The Other Place, Stratford-Upon-Avon, 10-14 October 2004
Your response to this one man show will very much depend on how you feel about Douglas Coupland as a writer, on whether you regard him as the ultimate social commentator or just another pop culture junkie. Commissioned by the RSC to write a piece for this year's Stratford New Work Festival, the Canadian author produced a monologue that purports to explore his particular take on the 1990s, the decade he both recorded and shaped.
Coupland arrives, suited and bearded, alone on the stage, mumbling about Patty Hearst in what turns out to be his sound-check mantra. He has a gentle, intelligent voice and for a writer he's quite a fluid speaker; if he occasionally rushes his delivery it's because he has so much to say.
Though part of the New Work Festival, September 10 2001 is in fact a mixture of old and new writing. Sitting on a coffin decked out in lumberjack plaid he reads from the incredibly moving letter to Kurt Cobain that featured in his 1996 Joan Didion-esque collection of essays Polaroids from the Dead: "But how exactly does it help you now, to know that you, too, as it is said, were once adored?" Later on in the evening he recites a passage from recent novel All Families are Psychotic.

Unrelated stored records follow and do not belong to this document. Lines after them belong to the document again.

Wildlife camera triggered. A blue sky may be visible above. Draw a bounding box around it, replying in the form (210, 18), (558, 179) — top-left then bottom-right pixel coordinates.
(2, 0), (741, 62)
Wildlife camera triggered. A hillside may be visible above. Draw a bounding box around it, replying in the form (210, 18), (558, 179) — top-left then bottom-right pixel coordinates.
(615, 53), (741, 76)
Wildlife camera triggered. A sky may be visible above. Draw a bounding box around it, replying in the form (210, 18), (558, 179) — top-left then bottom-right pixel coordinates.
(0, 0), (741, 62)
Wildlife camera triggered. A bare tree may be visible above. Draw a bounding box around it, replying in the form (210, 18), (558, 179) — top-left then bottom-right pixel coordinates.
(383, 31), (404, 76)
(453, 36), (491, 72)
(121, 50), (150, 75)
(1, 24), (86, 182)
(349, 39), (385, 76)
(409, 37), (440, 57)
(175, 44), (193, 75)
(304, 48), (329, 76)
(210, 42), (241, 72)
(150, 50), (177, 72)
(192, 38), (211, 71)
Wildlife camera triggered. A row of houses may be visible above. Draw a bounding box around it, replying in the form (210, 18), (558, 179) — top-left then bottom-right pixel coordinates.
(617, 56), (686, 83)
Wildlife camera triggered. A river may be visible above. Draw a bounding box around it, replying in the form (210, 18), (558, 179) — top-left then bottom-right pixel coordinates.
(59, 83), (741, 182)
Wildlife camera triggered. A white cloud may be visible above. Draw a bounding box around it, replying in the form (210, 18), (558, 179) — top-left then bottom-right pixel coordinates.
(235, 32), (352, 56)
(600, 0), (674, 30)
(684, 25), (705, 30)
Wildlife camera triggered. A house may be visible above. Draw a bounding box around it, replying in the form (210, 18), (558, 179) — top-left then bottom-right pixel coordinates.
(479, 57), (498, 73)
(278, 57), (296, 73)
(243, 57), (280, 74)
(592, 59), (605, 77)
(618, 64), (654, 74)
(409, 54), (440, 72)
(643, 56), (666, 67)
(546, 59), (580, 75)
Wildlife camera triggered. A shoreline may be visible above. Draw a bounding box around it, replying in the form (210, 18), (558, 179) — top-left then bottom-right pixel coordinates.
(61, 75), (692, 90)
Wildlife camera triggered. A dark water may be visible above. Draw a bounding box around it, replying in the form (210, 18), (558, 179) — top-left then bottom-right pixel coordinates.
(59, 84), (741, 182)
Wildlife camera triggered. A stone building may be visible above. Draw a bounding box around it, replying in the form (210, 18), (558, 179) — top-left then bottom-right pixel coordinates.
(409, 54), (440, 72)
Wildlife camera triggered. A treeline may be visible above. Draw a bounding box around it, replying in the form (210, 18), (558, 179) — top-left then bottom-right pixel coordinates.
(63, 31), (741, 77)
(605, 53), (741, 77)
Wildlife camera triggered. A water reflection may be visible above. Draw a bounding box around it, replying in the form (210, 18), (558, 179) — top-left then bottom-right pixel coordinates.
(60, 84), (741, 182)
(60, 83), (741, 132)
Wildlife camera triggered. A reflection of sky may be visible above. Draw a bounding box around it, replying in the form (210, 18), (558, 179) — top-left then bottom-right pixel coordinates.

The monologue is far more than just a patchwork of previously published pieces; subtitled "A Social History of the 90s" Coupland looks back over the arbitrary unit of time that was the previous decade and in doing so he inevitably revisits the threads that run through all his books from Generation X onwards: family and memory, technology and time. He takes us back to the late 80s and the genesis of his debut novel, back to Palm Springs before it was hip when the only thing to do was go to the mall and watch "Bob Hope and Doris Day fight over the last disabled parking spot," and maybe, as the sun set over the pool, tell a story or two. Coupland claims that he was never aiming to speak for a generation, just to speak for himself, but in doing so he connected with so many people. He has an enviable way of viewing the world, of seeing beauty and deriving hope where others would struggle.
This could have been indulgent, and in places it inevitably is, but he is such a warm performer that it never feels that way for very long; in fact for the most part September 10 2001 proves to be an articulate, fascinating and frequently amusing insight into Coupland's way of seeing. Waves of information flow over us as he talks rapidly about the way we process time, about airports, retro cocktails, Martha Stewart and the Gap.
Eventually, inevitably given his chosen title, he focuses on that historical day in New York. As the play draws to a close he wonders if we could take a tablet that took us back to the world of September 10, would we? Would we choose a world the way it was before the towers fell? Coupland concludes by addressing the way we view the future, stressing the need to question the way we live our lives, the need to begin thinking differently. It's what he's been saying since Girlfriend in a Coma, this is an important time to be living, the "jumping-off point towards farther reaches," and we need to recognise that.